Part 20: Data Manipulation in Multi-Dimensional Aggregation
Last Updated on April 17, 2026 by Editorial Team
Author(s): Raj kumar
Originally published on Towards AI.

When financial analysts need to segment customer profitability across product lines and regions, or when risk managers aggregate exposure metrics across multiple hierarchies, they rely on advanced grouping techniques that go far beyond basic sum() and mean() operations. Part 20 explores the sophisticated aggregation patterns that transform raw transactional data into actionable business intelligence.
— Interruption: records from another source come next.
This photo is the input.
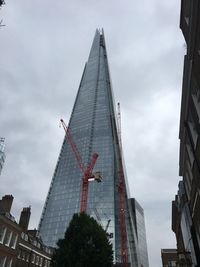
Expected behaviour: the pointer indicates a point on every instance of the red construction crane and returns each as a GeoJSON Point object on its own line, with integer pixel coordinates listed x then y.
{"type": "Point", "coordinates": [87, 173]}
{"type": "Point", "coordinates": [122, 206]}
{"type": "Point", "coordinates": [122, 202]}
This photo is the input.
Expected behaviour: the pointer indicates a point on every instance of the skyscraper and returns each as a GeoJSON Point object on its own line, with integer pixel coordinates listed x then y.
{"type": "Point", "coordinates": [2, 153]}
{"type": "Point", "coordinates": [94, 129]}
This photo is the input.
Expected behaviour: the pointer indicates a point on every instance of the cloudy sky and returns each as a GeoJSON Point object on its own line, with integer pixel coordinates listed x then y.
{"type": "Point", "coordinates": [43, 49]}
This article demonstrates production-grade grouping strategies used in banking analytics, risk management systems, and operational reporting pipelines. You will see how to apply multiple aggregations simultaneously, create custom aggregation functions, implement rolling and expanding window calculations, and construct multi-level aggregations with proper unstacking.
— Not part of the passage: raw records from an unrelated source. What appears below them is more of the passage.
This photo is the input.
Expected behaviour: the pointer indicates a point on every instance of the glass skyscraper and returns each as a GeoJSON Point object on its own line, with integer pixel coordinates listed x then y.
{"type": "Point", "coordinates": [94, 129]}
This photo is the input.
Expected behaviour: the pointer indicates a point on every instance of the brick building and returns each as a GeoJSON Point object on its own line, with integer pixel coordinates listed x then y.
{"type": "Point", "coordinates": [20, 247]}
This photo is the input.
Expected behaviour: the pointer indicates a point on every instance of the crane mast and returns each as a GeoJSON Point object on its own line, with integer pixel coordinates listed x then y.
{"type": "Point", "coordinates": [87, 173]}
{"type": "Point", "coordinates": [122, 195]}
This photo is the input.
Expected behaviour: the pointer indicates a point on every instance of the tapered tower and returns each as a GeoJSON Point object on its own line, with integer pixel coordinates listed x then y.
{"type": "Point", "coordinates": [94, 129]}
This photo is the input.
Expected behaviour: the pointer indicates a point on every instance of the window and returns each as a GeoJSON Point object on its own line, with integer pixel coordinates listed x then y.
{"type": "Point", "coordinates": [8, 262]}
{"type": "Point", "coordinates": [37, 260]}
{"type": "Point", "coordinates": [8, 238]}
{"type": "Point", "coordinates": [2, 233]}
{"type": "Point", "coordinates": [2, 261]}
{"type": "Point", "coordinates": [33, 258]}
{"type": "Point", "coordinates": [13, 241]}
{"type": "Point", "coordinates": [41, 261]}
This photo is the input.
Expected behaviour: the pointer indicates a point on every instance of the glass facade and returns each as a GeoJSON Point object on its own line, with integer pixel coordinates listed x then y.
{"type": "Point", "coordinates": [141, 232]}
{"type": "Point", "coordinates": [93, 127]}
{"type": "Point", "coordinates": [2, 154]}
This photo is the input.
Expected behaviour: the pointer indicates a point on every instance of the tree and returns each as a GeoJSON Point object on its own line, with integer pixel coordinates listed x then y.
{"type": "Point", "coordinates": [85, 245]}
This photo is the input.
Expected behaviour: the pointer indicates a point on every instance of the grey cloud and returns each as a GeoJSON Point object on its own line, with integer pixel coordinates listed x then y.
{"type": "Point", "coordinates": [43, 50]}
The Business Context: Why Advanced Aggregation Matters
Consider a commercial bank analyzing credit card transaction data. A basic GROUP BY reveals average transaction amounts per customer. But real business questions demand more:
- What is the range (max minus min) of transaction amounts per merchant category?
- How do 30-day rolling averages compare to overall means for fraud detection?
- What are the simultaneous calculations of sum, mean, median, and standard deviation across multiple dimensions?
These questions require aggregation techniques that combine multiple operations, apply custom logic, and handle hierarchical grouping structures. The patterns you learn here apply directly to business intelligence dashboards, automated reporting systems, and analytical data pipelines.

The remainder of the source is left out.